We first identified repeat sequences in our genome assembly using the Tandem Repeats Finder [39], LTR_FINDER [40], RepeatProteinMask and RepeatMasker (version 3.2.9, Institute for System Biology, Seattle, CA, USA) [41]. The Tandem Repeat Finder was employed to search the tandem repeats from the genome assembly with the following parameters: Match = 2, Mismatch = 7, Delta = 7, PM = 80, PI = 10, Minscore = 50 and MaxPerid = 2000. A de novo repeat library was built by the LTR_FINDER software (version 1.0.6, parameter: -w 2; University of Fudan, Shanghai, China). Subsequently, the RepeatMasker software was utilized to align our genome sequences onto the Repbase TE (version 3.2.9; Genetic Information Research Institute, Mountain View, CA, USA) [42] to search for known repeat sequences, which were also mapped onto the de novo repeat libraries to identify novel types of repeat sequences.
We then annotated the S. chinensis genome assembly using three routine approaches, including homology-based, transcriptome-based and ab initio annotations. We selected several representative animal species to perform the homology annotation, including the Baiji dolphin (Lipotes vexillifer), sperm whale (Physeter catadon), bottlenose dolphin (Tursiops truncates), cattle (Bos Taurus), human (Homo sapiens), mouse (Mus musculus), sheep (Ovis aries), pig (Sus scrofa) and zebrafish (Danio rerio). Related protein sequences were aligned onto our genome sequences utilizing TblastN [43] with an E-value < 1.0e−5. Genewise 2.2.0 [44] was subsequently employed to predict possible gene structures based on the TblastN results.
Total RNA extracted from leucocytes was sequenced on an Illumina HiSeq 4000 platform. These transcriptome reads were aligned onto our genome assembly using HISAT [45]. We utilized Cufflinks (version 2.2.1; University of Maryland, College Park, MD, USA) [46] to identify the preliminary genes. Meanwhile, Augustus [47] and Genscan [48] were employed for ab initio annotation by using the repeat-masked genome sequences. Finally, we employed GLEAN [49] to integrate all predicted genes from the three annotation procedures.
All protein sequences of the GLEAN results were mapped onto the public TrEMBL, SwissProt [50] and KEGG [51] databases using BLASTP with an E-value ≤ 1.0 e−5. We also applied the InterProScan [52] to predict potential functions of these protein sequences with Pfam [53], PRINTS [54], PANTHER [55], ProDom [56] and SMART [57].

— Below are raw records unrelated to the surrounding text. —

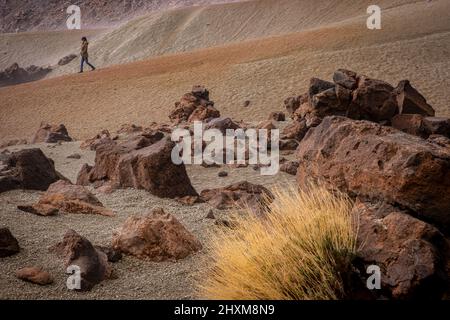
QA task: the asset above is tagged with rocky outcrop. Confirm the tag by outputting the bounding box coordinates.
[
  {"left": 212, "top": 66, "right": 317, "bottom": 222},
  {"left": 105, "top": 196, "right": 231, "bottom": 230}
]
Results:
[
  {"left": 18, "top": 180, "right": 114, "bottom": 217},
  {"left": 204, "top": 118, "right": 240, "bottom": 135},
  {"left": 31, "top": 122, "right": 72, "bottom": 143},
  {"left": 285, "top": 69, "right": 435, "bottom": 134},
  {"left": 77, "top": 133, "right": 197, "bottom": 198},
  {"left": 353, "top": 202, "right": 449, "bottom": 300},
  {"left": 16, "top": 267, "right": 53, "bottom": 286},
  {"left": 0, "top": 149, "right": 65, "bottom": 192},
  {"left": 50, "top": 230, "right": 112, "bottom": 291},
  {"left": 297, "top": 117, "right": 450, "bottom": 232},
  {"left": 0, "top": 228, "right": 20, "bottom": 258},
  {"left": 200, "top": 181, "right": 273, "bottom": 215},
  {"left": 268, "top": 111, "right": 286, "bottom": 121},
  {"left": 113, "top": 209, "right": 202, "bottom": 262},
  {"left": 80, "top": 130, "right": 117, "bottom": 151},
  {"left": 169, "top": 86, "right": 220, "bottom": 124}
]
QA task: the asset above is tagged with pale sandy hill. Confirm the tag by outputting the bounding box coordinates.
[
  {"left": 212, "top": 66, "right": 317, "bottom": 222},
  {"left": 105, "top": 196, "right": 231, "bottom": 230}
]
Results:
[
  {"left": 52, "top": 0, "right": 417, "bottom": 74},
  {"left": 0, "top": 29, "right": 106, "bottom": 70},
  {"left": 0, "top": 0, "right": 450, "bottom": 139}
]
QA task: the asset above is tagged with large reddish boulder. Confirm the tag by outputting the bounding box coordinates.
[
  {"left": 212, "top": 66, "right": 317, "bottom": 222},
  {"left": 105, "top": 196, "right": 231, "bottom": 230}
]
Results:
[
  {"left": 352, "top": 202, "right": 449, "bottom": 299},
  {"left": 31, "top": 122, "right": 72, "bottom": 143},
  {"left": 113, "top": 209, "right": 202, "bottom": 262},
  {"left": 297, "top": 117, "right": 450, "bottom": 232},
  {"left": 348, "top": 76, "right": 398, "bottom": 122},
  {"left": 18, "top": 180, "right": 114, "bottom": 217},
  {"left": 78, "top": 136, "right": 197, "bottom": 198},
  {"left": 0, "top": 228, "right": 20, "bottom": 258},
  {"left": 201, "top": 181, "right": 273, "bottom": 214},
  {"left": 169, "top": 86, "right": 220, "bottom": 124},
  {"left": 0, "top": 149, "right": 65, "bottom": 192},
  {"left": 50, "top": 230, "right": 112, "bottom": 291},
  {"left": 395, "top": 80, "right": 435, "bottom": 117}
]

4.4. Phylogenetic Relationships of the Chinese White Dolphin

To understand the phylogenetic relationships of Chinese white dolphin, we constructed a phylogenetic tree using Chinese white dolphin and other ten mammals, including six Cetacea species, i.e., Beluga whale (Delphinapterus leucas), Yangtze finless porpoise (Neophocaena asiaeorientalis), Baiji dolphin, bottlenose dolphin, sperm whale and minke whale (Balaenoptera acutorostrata)), as well as two Artiodactyla species (cattle and sheep) and two Euarchontoglires species (human and mouse). Whole-genome gene sets for the other ten mammals were available online, and thus we downloaded them from NCBI. These datasets and the gene sets predicted from the Chinese white dolphin genome were aligned with each other by BLAST (version 2.2.6; Genome Research Center, Cold Spring Harbor, NY, USA) [43] to determine homologous genes. In this way, we obtained 5728 single-copy gene families with 63,008 genes in total. These single-copy genes from each species were concatenated together to constitute a super-length gene that yielded 3,657,951 aligned sites. Finally, the four-fold degerated sites were extracted from these aligned sites to construct the phylogenetic tree with the maximum likelihood (ML) method using PhyML (version 3.0; Université de Montpellier, Montpellier, France) [58].

4.5. Molecular Dating

Bayesian molecular dating was adopted to estimate the neutral evolutionary rate and species divergence time with MCMCTREE from PAML (version 4.4b; University College London, London, UK) [59]. Five nodes (C1~C5) were considered as time-calibrated points with normal distributions and soft constraint bands, allowing a small probability (0.025) of violation. Based on previous research [35], we calibrated the phylogenetic tree with two time points, 61.7~100.5 Mya for Human–Mouse and 71.2–113 Mya for Laurasiatheria and Euarchontoglires, which were retrieved from the TimeTree database [60]. The divergence time between Cetacea and Artiodactyla using the Ypresian fossil Pakicetus (Eocene: 55.8–48.6 Mya) [61,62] was applied as the C3 calibrate point; the C4 calibration point was 10~30 Mya for sheep and cattle based on a previous report [27]; and the divergence between Phocoenidae (such as Finless porpoise) and Monodontidae (such as Beluga whale), calibrated on the basis of the earliest record of a Phocoenid (10.0~11.2 Mya) [63], was chosen as the C5 calibration point. The MCMC (Markov chain Monte Carlo) chain length was set to 200,000 generations and sampled every 200. The first 20% of samples were discarded as burns in. An independent rate model (clock = 2) following a lognormal distribution was employed for the MCMC search.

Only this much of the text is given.